Yes, me, too. He's going to be life size. Not a giant bear but he's got some awesome character and a pretty good size melon.


----------



## sureshot006 (Sep 8, 2010)

Liver and Onions said:


> Thanks.
> When I looked at the pic of you and the bear in the back of the pickup I was guessing 19"+. Looking again I realize his head is a little closer to the camera maybe making it look a little larger than it actually is.
> 18" is CBM minimum. If you have it scored and enter it in the book, send that photo to CBM for their website. That's the kind of photo they like to post.
> Also consider sending that photo to Woods-n-Water. They might be interested in publishing a short story with photos. I would talk with Tom C. before doing an article. They only publish a few such stories about bears each year.
> ...


Its a good pic for sure and does look a little bigger than in person, but its still a good size head. The taxi was just guessing 18+ when he started thawing it out, but that's looking at a head with fur and meat on it. Didn't think it would go over 19 though. I personally have no idea what an 18" bear skull looks like so I will probably use a pair of squares to get a rough idea and from that decide whether or not to have it officially scored. If it measures 18" I will be a happy hunter.

We've taken 4 other bear in the past and this is the largest by a fair bit.


----------



## old graybeard (Jan 19, 2006)

Nice bear!


----------



## sureshot006 (Sep 8, 2010)

swampbuck said:


> The other one could be pushing 350-400.
> 
> The reason I guessed your weight lower is that I have handled a few in the 5'4"-5'6" range and that was their approx live weight. But really +/- 25lbs on a bear is not even noticeable. Throw that critter on the grill!
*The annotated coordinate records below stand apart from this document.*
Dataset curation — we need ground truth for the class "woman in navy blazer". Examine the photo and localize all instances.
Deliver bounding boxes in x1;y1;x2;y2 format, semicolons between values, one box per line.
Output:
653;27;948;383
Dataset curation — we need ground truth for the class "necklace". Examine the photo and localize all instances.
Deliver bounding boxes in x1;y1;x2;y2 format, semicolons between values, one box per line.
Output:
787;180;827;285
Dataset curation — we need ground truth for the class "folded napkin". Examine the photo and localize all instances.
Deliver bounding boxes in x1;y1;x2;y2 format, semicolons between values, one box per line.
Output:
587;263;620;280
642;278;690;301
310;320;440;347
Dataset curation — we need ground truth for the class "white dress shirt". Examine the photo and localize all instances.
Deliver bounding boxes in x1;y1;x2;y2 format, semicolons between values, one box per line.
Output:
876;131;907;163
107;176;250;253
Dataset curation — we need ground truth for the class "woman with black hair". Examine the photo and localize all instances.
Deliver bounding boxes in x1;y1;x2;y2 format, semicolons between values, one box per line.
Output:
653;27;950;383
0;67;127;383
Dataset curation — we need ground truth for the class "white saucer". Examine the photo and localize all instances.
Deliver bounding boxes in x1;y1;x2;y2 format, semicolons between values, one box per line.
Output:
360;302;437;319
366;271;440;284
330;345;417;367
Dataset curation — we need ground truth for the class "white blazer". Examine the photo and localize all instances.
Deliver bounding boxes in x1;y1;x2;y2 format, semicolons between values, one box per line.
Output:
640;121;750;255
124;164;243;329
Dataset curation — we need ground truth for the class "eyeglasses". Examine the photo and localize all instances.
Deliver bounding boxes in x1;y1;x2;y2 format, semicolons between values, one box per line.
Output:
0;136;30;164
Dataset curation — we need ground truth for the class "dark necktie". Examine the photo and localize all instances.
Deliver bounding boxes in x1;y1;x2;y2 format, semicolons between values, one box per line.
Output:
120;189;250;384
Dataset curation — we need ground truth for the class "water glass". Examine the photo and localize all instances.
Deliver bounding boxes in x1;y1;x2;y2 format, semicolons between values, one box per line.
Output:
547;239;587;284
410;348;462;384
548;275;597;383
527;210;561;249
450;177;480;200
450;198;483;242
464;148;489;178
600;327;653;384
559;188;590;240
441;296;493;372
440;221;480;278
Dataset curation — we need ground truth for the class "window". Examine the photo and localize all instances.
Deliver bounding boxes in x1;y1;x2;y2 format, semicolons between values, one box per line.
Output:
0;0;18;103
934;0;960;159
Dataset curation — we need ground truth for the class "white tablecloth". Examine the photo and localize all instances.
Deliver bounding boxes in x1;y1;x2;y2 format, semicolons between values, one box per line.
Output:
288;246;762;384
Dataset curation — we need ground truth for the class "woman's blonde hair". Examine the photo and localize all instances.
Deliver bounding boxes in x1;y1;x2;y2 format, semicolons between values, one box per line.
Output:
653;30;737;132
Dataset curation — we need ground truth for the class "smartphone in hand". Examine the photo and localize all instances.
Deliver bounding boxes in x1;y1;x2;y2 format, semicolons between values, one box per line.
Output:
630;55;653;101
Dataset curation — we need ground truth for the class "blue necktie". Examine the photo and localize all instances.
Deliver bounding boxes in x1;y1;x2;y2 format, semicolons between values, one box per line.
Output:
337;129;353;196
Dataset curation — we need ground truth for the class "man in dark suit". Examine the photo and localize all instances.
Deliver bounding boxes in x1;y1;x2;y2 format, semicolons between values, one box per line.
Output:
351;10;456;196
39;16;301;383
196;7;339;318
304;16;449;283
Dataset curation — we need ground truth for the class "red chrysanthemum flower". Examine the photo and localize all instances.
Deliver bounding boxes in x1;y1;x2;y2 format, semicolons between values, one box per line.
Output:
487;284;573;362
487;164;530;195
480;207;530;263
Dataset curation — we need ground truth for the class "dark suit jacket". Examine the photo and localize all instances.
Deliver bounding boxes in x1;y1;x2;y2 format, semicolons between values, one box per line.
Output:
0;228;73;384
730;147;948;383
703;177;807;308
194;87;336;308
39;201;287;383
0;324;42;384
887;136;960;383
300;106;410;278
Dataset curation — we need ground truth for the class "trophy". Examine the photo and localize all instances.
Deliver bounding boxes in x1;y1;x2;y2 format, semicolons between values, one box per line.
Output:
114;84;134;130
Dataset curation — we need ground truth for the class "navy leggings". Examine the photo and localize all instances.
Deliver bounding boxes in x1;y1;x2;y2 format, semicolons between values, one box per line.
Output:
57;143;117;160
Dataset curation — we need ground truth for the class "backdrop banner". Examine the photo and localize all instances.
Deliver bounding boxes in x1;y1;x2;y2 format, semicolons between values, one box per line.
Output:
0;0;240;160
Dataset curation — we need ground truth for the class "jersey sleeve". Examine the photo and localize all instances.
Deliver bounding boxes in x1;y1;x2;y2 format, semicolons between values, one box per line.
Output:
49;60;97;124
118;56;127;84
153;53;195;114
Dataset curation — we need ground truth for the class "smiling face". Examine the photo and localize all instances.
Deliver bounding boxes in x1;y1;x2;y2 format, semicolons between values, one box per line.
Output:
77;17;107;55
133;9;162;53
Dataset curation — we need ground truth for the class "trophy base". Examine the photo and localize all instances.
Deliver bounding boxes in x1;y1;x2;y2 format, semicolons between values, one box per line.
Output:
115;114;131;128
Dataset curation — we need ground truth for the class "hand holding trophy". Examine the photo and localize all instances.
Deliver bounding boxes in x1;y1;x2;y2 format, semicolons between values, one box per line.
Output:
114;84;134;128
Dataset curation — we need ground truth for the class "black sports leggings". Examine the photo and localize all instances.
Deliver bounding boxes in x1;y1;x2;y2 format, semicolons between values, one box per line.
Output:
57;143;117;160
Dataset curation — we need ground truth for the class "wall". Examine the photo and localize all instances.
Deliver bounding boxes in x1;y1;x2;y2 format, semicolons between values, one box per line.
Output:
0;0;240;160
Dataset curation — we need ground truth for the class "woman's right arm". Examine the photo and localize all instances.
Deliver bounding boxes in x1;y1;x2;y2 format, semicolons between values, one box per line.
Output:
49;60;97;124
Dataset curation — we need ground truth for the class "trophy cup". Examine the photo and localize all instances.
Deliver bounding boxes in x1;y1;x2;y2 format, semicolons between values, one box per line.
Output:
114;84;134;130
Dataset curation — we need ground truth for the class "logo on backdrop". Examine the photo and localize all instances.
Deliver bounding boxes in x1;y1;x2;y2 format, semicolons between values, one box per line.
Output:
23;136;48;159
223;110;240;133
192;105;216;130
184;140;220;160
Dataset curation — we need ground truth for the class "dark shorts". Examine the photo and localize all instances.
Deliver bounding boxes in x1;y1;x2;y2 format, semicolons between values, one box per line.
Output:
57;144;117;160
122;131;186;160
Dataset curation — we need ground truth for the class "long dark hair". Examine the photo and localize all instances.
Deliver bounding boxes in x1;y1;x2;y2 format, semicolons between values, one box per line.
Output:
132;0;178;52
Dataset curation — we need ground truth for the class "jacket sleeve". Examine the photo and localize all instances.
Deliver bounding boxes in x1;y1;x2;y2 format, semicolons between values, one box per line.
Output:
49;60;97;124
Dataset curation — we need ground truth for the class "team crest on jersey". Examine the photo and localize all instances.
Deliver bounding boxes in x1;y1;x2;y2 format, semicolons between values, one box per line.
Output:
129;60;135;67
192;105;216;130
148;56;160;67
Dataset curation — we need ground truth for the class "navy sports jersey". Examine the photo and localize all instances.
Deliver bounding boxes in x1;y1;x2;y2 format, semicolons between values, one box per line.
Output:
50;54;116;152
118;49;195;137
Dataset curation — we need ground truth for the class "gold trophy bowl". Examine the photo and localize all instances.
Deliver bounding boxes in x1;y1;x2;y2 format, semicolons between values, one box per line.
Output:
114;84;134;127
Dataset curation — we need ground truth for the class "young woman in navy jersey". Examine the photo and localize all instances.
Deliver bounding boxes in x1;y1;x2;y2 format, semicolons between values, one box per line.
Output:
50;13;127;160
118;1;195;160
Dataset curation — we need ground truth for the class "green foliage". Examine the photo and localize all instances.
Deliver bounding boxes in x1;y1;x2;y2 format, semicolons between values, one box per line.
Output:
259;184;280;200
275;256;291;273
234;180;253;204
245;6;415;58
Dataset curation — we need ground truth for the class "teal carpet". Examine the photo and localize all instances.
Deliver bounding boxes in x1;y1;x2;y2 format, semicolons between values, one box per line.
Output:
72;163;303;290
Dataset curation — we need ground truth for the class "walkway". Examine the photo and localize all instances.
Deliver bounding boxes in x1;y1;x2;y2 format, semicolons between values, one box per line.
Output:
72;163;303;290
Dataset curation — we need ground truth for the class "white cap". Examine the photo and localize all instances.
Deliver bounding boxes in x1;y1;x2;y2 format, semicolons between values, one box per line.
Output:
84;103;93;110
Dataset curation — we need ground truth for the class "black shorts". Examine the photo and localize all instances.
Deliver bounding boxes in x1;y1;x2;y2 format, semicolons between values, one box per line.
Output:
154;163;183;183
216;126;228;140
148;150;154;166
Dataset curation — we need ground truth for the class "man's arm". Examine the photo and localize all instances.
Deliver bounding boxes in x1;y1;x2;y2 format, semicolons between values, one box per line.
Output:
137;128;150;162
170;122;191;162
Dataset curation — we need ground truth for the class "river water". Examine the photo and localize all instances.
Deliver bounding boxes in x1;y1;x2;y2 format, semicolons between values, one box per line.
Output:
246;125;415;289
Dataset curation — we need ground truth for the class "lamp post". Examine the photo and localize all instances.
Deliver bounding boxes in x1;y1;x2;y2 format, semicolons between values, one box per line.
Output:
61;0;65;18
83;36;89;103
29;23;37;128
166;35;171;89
So I got the measurements back from the taxi.

66" length, 45" girth, 29" neck circ., 5.75" nose to eye.

Using a formula created from field measurement data of bears trapped and tranquilized in the Smoky Mountains, the bear was about 293 lb live weight. How well LP Michigan bears correlate to bears in the smokies... I have no idea. So yeah, I will call it somewhere in the ballpark of 225-350 lbs depending on who asks LOL!

Skull is in the freezer. I will measure that when I get it.


----------



## sureshot006 (Sep 8, 2010)

As promised earlier...
Just cut most of the meat off the skull. Green score using parallel squares was 11 8/16 x 6 11/16 = 18 3/16".

I don't really know the rules for drying and I assume it'll shrink to juuuuuuust about 18". I have always heard if you boil they shrink more than the beetle method. Don't know if I really want to pay to feed the bugs but then again I haven't boiled a bear skull before and don't want to ruin it.


----------



## Scottygvsu (Apr 19, 2003)

sureshot006 said:


> As promised earlier...
> Just cut most of the meat off the skull. Green score using parallel squares was 11 8/16 x 6 11/16 = 18 3/16".
> 
> I don't really know the rules for drying and I assume it'll shrink to juuuuuuust about 18". I have always heard if you boil they shrink more than the beetle method. Don't know if I really want to pay to feed the bugs but then again I haven't boiled a bear skull before and don't want to ruin it.


Don't skimp now. You've already paid for bait, gas, ammo, etc. For piece of mind and the quality of the skull, I'd send it in for the bug treatment.


----------



## sureshot006 (Sep 8, 2010)

Yeah I guess in the big picture an extra $150 or whatever it costs will be small potatoes compared to the full mount.


----------



## Firefighter (Feb 14, 2007)

sureshot006 said:


> As promised earlier...
> Just cut most of the meat off the skull. Green score using parallel squares was 11 8/16 x 6 11/16 = 18 3/16".
> 
> I don't really know the rules for drying and I assume it'll shrink to juuuuuuust about 18". I have always heard if you boil they shrink more than the beetle method. Don't know if I really want to pay to feed the bugs but then again I haven't boiled a bear skull before and don't want to ruin it.



http://skullwork.com/index.html

Don't boil it and shrink it, as well as ruin all the nasal bones.


----------